Bandwidth limitations made this impractical at first, but designers of computer processors redesigned their architecture so that users can run visualization software and e-mail on the same system. These solutions are not prohibitively expensive. Linux, for example, has an operating system that is capable of performing feats today that only high-end technology was capable of doing just a few years ago.

Applications from companies such like Schlumberger, Landmark Graphics, and Paradigm Geophysical can be supported with $10,000 work stations equipped with the right processors and operating systems rather than the $500,000 investment that was needed previously.

Wavelet energy absorption

Another impressive advance in the finding of new hydrocarbon deposits is evolving through measurement and processing of wavelet energy absorption (WEA). A direct-detection tool, WEA methodology is based on the principle that gas-charged reservoirs absorb more seismic energy than nongas-charged reservoirs because seismic energy is propagated less efficiently through gas-charged media.

A key characteristic of WEA technology is that it generates a volume-oriented result. WEA can be used on either 2D or 3D data, and no well log information is required to calibrate the WEA result.

With its ability to detect hydrocarbons directly, WEA methodology may evolve into the long-sought bell-ringer tool. Point it at the ground, turn it on, and if there are hydrocarbons down there, the “bell rings,” and the drilling department is notified.

Ground-based seismic impact

Not to be overlooked, however, is Apache’s efforts in tandem with Polaris Explorer Ltd., Calgary, to develop a ground-based seismic impact source vehicle that compares favorably with conventional acquisition methods requiring an explosion of dynamite.

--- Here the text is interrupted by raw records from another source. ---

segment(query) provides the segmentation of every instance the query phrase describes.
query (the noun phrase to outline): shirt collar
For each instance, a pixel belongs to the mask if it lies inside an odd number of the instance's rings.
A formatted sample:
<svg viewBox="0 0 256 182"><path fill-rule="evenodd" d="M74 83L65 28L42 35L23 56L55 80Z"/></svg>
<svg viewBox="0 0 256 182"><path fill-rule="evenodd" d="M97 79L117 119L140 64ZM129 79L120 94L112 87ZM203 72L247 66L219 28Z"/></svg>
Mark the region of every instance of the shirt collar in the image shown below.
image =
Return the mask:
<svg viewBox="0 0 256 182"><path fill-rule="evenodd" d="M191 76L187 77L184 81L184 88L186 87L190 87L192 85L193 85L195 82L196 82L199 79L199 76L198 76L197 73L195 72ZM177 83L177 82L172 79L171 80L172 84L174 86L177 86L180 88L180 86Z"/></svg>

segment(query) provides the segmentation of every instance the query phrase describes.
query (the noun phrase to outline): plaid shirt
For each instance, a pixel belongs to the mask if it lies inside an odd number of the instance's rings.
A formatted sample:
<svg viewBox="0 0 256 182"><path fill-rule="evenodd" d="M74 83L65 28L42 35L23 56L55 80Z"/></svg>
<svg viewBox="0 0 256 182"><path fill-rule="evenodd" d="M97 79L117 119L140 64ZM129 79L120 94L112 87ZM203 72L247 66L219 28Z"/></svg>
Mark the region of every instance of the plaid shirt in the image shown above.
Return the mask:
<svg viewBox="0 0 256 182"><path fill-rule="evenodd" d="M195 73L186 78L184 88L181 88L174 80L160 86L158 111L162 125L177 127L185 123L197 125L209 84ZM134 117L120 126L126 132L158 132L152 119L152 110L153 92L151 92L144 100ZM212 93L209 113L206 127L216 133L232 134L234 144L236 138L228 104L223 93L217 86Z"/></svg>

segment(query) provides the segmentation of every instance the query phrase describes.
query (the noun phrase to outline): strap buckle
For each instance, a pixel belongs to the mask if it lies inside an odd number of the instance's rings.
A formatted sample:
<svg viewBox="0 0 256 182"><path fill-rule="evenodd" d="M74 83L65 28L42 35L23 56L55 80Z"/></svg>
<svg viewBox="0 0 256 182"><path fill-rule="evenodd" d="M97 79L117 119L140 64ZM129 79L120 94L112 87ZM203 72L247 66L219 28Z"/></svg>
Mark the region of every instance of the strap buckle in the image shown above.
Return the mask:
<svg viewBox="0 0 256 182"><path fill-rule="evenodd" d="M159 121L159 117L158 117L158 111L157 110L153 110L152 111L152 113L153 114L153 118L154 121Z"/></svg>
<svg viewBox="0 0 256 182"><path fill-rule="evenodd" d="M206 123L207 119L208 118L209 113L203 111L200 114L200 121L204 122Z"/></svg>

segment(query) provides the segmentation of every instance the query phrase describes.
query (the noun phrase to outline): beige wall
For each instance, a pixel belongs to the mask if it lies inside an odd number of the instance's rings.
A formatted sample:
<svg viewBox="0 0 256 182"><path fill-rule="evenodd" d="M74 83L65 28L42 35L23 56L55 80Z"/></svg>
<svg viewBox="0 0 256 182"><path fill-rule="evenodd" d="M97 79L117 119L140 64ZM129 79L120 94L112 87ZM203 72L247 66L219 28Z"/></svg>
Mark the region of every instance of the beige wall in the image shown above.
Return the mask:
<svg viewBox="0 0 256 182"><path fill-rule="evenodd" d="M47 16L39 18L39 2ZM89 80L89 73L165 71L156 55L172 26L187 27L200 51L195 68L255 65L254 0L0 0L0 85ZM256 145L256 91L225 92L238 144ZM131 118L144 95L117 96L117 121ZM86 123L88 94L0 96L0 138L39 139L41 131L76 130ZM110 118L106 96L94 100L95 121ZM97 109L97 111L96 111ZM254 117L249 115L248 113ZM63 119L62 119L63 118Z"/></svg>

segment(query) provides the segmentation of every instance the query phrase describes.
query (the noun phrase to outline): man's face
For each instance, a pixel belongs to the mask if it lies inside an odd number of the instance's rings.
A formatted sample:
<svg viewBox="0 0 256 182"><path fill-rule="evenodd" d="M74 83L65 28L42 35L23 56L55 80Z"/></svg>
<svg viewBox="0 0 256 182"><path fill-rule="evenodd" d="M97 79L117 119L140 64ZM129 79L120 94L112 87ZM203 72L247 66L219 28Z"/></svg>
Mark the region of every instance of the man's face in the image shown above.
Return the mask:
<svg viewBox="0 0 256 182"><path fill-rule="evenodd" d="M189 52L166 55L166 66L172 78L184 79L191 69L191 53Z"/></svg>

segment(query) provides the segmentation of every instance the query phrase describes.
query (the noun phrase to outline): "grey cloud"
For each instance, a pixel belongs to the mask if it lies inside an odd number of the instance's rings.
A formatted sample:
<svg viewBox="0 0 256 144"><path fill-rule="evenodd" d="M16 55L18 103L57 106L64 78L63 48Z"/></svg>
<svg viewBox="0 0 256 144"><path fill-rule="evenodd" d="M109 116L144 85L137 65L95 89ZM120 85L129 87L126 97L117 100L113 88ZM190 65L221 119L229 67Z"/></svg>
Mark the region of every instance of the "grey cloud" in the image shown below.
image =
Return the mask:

Trials with dropping weights from helicopters in northern Canada led to the creation of the Explorer 860 buggy, a ground-based vehicle that has been used to acquire 3D and 2D seismic data since January 2004. The vehicle’s hydraulic system generates a thump by forcing a cast-steel weight against a base plate on the ground. Multiple units can be used at the same time.

The resulting seismic data have a signal-to-noise ratio as good as or better than conventional dynamic source records in the same area, says Bahorich. Using it can save up to 40% of the conventional cost. As the environmental footprint is minimized because dynamite is not used, shot holes need not be drilled, and fewer trees must be cut down, permitting problems are greatly eased.